Green Travel … Ecotourism Part IV
Transportation — particularly air travel — is where most travelers have the biggest environmental impact. According to USA Today, a flight from New York to Denver produces as much carbon dioxide per passenger as an SUV produces in a month. To minimize your environmental footprint, try the following steps:
- Offset the carbon emissions produced by your flight.
- For shorter trips, take the train instead of flying — especially in Europe or other regions where train service is fast and frequent.
- When renting a car, choose the smallest vehicle that can comfortably accommodate you. Decline any “free” upgrades (which will cost you more in gas).
- Rent a hybrid car.
- Taking a long road trip? If your personal vehicle is large and not very fuel-efficient, consider renting an economy car instead. You’ll save gas and avoid putting miles on your own vehicle.
- Whenever possible, use public transportation instead of a taxis or rental cars. Better yet, walk or bike.

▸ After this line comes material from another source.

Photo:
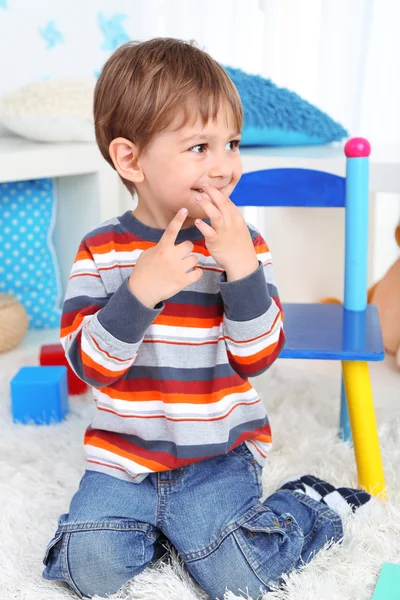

When it comes to visiting the world’s most beautiful places, the old adage rings true: Take nothing but photographs, and leave nothing but footprints.
- Travel with a tour operator that’s environmentally responsible. Before you book, be sure to ask about group size (smaller groups tend to make less of an environmental impact), whether the tours are led by locals, how the tour operator gives back to the community, and what kind of lodging is included.
- When hiking, always stay on marked trails and maintain a safe distance from any animals you encounter. Deposit your trash in marked receptacles or take it with you when you leave. Light campfires only in established fire rings and be sure they’re completely extinguished before you leave.
- When snorkeling, do not touch the coral or stir up sediment, as these actions can damage the reef’s fragile ecosystem.
- Try to buy local products whenever possible instead of those that have been flown or shipped in from overseas. You’ll support the local economy and get a taste of native cuisine. Do not, however, buy souvenirs or other products made from endangered animals or plants — in most cases you can’t get them through Customs anyway.
- Treat the locals with respect. Learn a few words in the native language, be open to cultural differences, and read up on the area before your trip so you’re sensitive to issues of dress and behavior.
- Consider taking a volunteer vacation to give back directly to the place you’re visiting.